Originally shared by René Jurack
Definitively worth a read, if you are into 3d-printing: http://my3dmatter.com/influence-infill-layer-height-pattern/
Originally shared by René Jurack
Definitively worth a read, if you are into 3d-printing: http://my3dmatter.com/influence-infill-layer-height-pattern/
Thanks, very handy research.
An outstanding find! Thanks for sharing.
Strength test was purely tension? Well it’s not surprising that it’s pretty much proportional to infill then. Bending moment would be far more interesting (and useful).
@David_McGuigan Bending strength is almost entirely determined by perimeter count, infill does very little.
@Ryan_Carlyle that sounds fair on the face of it, but it would help to have empirical testing data to show that this is actually the case.
I am particularly interested in what happens to bending strength at around 90% infill, in light of the unexpected drop in tensile strength from 90% to 100% infill.

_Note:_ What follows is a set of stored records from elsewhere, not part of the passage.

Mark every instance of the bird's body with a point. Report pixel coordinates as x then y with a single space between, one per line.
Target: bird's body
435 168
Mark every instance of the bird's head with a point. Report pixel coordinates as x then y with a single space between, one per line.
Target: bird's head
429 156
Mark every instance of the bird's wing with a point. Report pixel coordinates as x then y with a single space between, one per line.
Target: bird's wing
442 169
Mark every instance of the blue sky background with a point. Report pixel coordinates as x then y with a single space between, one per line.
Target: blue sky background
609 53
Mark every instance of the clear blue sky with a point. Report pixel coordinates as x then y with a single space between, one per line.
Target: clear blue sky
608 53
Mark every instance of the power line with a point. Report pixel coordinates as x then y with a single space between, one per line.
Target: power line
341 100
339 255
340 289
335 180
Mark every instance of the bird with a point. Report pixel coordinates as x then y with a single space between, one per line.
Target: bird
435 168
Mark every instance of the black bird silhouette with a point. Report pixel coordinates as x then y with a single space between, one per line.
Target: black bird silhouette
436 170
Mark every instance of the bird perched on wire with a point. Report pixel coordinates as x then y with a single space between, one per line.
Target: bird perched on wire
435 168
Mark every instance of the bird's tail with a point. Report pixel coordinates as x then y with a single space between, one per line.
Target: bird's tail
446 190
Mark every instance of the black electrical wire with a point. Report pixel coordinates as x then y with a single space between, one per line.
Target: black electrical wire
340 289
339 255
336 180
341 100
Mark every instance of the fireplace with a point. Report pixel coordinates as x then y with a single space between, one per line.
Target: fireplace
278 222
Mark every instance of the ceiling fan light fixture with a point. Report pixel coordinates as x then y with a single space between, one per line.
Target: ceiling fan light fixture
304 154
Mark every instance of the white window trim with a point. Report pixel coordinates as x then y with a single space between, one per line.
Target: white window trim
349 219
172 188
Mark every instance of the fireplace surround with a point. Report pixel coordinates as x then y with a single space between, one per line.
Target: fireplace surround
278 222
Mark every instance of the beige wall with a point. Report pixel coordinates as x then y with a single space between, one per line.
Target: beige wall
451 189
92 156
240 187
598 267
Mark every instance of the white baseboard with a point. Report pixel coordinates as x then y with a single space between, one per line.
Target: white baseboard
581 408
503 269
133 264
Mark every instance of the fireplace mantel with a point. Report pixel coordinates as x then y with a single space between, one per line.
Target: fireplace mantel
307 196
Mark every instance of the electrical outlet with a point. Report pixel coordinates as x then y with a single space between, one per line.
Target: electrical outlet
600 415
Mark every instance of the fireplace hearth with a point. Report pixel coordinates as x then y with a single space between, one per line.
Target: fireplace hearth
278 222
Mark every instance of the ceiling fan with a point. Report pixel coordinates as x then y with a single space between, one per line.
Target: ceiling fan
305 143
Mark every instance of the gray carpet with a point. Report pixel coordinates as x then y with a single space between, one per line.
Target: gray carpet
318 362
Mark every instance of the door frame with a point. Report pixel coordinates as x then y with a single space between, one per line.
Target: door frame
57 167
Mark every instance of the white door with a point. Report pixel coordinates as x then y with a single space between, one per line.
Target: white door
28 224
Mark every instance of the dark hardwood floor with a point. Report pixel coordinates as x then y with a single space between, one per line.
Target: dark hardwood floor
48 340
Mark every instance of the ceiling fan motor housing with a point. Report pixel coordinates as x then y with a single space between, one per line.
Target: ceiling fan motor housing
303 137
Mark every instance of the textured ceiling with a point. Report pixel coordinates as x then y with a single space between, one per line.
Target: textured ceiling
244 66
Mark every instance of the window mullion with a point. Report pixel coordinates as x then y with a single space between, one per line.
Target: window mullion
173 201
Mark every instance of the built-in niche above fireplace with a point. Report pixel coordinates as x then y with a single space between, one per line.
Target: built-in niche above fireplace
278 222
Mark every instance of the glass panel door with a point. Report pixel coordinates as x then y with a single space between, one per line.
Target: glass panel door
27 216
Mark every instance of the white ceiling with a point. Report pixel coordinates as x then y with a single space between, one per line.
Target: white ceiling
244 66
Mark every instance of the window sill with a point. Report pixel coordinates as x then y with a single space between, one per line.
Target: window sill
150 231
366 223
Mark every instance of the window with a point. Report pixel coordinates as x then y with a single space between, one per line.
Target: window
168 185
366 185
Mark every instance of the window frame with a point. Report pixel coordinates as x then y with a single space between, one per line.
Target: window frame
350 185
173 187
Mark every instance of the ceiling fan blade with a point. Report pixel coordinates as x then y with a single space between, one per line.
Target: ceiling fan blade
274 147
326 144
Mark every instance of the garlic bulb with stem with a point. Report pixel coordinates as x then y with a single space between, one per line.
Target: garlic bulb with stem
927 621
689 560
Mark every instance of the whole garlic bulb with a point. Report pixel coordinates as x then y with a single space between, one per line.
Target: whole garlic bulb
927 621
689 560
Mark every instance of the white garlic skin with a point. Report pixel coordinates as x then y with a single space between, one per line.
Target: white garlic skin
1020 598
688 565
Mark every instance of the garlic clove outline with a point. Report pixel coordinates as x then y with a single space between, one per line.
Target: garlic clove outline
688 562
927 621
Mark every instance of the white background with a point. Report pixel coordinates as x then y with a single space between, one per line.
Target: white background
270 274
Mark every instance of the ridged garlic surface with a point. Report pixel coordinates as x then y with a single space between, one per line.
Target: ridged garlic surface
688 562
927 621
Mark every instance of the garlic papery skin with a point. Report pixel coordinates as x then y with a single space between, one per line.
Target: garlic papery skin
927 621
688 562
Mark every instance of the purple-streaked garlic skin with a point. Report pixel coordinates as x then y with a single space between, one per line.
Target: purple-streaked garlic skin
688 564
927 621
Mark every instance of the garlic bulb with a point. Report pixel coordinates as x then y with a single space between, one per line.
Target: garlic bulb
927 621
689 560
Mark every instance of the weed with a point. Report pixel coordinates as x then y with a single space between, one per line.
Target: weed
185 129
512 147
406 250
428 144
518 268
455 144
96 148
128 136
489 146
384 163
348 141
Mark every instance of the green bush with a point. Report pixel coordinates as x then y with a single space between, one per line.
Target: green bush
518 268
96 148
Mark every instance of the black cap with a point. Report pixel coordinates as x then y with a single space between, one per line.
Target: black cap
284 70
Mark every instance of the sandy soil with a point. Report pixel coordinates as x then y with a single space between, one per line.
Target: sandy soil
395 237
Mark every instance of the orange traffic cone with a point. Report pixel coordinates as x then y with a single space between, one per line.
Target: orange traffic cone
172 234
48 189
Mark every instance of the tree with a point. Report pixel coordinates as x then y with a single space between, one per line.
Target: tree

@Paul_Gross I’m failure sure the 3DMatter findings around 90-100% fills are an artifact of their slicer calibration. They reported low print quality at 100% infill, which is an obvious sign they were over-extruding and had not calibrated extrusion volume correctly for their slicer (which appears to have been Makerbot Desktop).
Before anyone says “100% infill just doesn’t make good-looking prints” or whatever, the way you’re supposed to calibrate volume in Makerware/Desktop (and S3D, and Craftware, and FlashPrint) is printing 100% infill calibration cubes while varying extrusion multiplier until the print is as solid as it can be WHILE IT LOOKS GOOD, so I am very confident saying they didn’t do the correct extrusion volume calibration for a Makerbot.
They only measured pull strength. I don’t think pull strength defines perfectly the strength of a print. For example it will bias the infill type results greatly in the favor of linear infill.
@Daid_Braam Exactly, you really need to do four-point bending, shear, AND tension tests, in at lease three infill orientations, to get a good sense of the overall properties.
Another issue no one has mentioned yet is that polymer failure data varies enormously with the rate the load is applied. PLA has vastly different elongation at break, UTS, etc depending on whether it’s a shock load or slow/creeping load.
Any idea what size nozzle they used? Id guess 0.4mm but it didnt say anywhere in the article that I could see.
Makerbot Replicator 5th Gen only comes with 0.4mm, as far as I’m aware. You CAN change the nozzle but very few people ever do.